If no candidate receives a majority, counting will proceed to a second round. The candidate who came in last place during the first round will be eliminated. Anyone who ranked the eliminated candidate first on their ballot will now have their second choice counted. A new tally is conducted that counts first and second choice votes.
This process will continue until a candidate passes the 50 percent mark, thus securing a majority of the vote.
How to mark your ballot?
Like previous elections, this month’s primary will use paper ballots that are then read electronically.
On your paper ballot, fill in the oval next to the name of your favorite candidate under the first column. If you have a second choice candidate, fill in the oval next to their name under the second column. You may rank up to five candidates using the five columns provided.
Note that individuals with disabilities or impaired vision will still be able to AutoMark Ballot Marking devices to cast their votes. Ballots cast on AutoMark devices will also allow for ranked choice voting. The device will prompt users to select their first choice candidate, then their second choice candidate, and so on.
• Do not select the same candidate for multiple choices. If you do, only your first choice vote will be counted.

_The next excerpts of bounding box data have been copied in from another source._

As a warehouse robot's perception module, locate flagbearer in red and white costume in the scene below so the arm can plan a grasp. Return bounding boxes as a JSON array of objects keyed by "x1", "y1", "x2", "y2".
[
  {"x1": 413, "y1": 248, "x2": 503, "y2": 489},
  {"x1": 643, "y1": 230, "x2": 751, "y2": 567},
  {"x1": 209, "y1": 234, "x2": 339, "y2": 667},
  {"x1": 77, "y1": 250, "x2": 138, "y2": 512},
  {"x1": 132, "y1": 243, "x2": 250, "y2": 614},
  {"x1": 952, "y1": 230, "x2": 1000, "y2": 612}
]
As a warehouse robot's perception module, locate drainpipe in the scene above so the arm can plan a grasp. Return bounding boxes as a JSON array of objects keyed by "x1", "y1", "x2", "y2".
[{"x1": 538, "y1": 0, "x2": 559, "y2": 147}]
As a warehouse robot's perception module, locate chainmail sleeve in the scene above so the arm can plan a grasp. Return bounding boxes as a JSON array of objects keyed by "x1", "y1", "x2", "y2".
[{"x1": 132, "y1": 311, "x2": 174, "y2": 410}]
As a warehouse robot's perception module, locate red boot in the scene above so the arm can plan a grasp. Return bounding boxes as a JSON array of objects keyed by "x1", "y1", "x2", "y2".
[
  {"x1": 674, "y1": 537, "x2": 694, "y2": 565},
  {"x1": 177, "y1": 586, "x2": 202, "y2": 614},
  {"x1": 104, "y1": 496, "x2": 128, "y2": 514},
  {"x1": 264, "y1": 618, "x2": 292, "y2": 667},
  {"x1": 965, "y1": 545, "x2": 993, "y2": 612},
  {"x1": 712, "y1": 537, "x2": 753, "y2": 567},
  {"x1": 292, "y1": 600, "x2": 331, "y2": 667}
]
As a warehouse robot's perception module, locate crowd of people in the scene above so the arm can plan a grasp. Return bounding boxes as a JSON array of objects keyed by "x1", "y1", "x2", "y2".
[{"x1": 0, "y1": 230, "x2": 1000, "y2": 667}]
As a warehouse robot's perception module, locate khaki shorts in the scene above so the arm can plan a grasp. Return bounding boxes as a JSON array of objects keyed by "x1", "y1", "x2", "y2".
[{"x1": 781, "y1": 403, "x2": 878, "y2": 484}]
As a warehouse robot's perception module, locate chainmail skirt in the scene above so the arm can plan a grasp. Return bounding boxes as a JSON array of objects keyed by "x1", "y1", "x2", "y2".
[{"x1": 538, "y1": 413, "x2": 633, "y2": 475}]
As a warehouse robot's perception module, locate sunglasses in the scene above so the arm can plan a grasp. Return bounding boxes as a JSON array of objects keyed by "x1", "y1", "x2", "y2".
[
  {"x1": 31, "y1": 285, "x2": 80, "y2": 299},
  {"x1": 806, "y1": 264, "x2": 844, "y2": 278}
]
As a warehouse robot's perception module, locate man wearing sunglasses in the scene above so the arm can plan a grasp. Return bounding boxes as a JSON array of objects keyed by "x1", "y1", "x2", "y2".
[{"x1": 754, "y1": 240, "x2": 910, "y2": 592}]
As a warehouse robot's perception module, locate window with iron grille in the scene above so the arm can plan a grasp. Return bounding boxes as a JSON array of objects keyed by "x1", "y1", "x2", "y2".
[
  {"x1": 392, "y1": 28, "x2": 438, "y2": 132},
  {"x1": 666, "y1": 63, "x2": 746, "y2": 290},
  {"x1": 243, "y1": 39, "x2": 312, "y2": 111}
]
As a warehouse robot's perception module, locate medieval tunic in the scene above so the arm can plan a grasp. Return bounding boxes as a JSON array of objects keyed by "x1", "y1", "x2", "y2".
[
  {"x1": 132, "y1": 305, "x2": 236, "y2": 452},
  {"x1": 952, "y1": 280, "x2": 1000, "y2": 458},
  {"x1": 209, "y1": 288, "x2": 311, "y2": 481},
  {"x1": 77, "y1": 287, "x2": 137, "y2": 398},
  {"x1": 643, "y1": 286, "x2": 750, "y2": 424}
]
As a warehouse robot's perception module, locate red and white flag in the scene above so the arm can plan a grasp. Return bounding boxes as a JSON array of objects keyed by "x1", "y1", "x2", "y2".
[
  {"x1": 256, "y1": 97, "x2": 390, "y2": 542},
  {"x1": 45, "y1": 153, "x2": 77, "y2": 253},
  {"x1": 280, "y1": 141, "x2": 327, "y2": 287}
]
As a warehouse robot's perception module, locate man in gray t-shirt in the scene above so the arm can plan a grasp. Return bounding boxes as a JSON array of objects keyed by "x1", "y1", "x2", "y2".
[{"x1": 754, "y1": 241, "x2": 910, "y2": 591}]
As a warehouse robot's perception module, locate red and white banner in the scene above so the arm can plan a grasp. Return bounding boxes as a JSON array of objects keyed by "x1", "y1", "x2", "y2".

• Do not select multiple candidates for the same ranking.
• Fill in all ovals completely to make sure they are properly recorded.
Why the change?
In 2019, New York City voters approved ranked choice voting.
First, the new system ensures that candidates must secure 50 percnt of the vote to win. This is designed to prevent instances where a candidate with a minority of the electorate wins the election. For example, Bill de Blasio secured his first Democratic nomination in 2013 with only 40 percent of the vote.
Second, the new system encourages voters to think more about why they should vote for candidates rather than why they shouldn’t vote for them.
Advocates believe ranked choice voting will inspire a similar focus on positivity among candidates that will lead to a decrease in attack ads.
Lastly, ranked choice voting is designed to produce more representation in government. The Bay Area cities that have already implemented the system have seen an increase in candidates of color and women elected to office.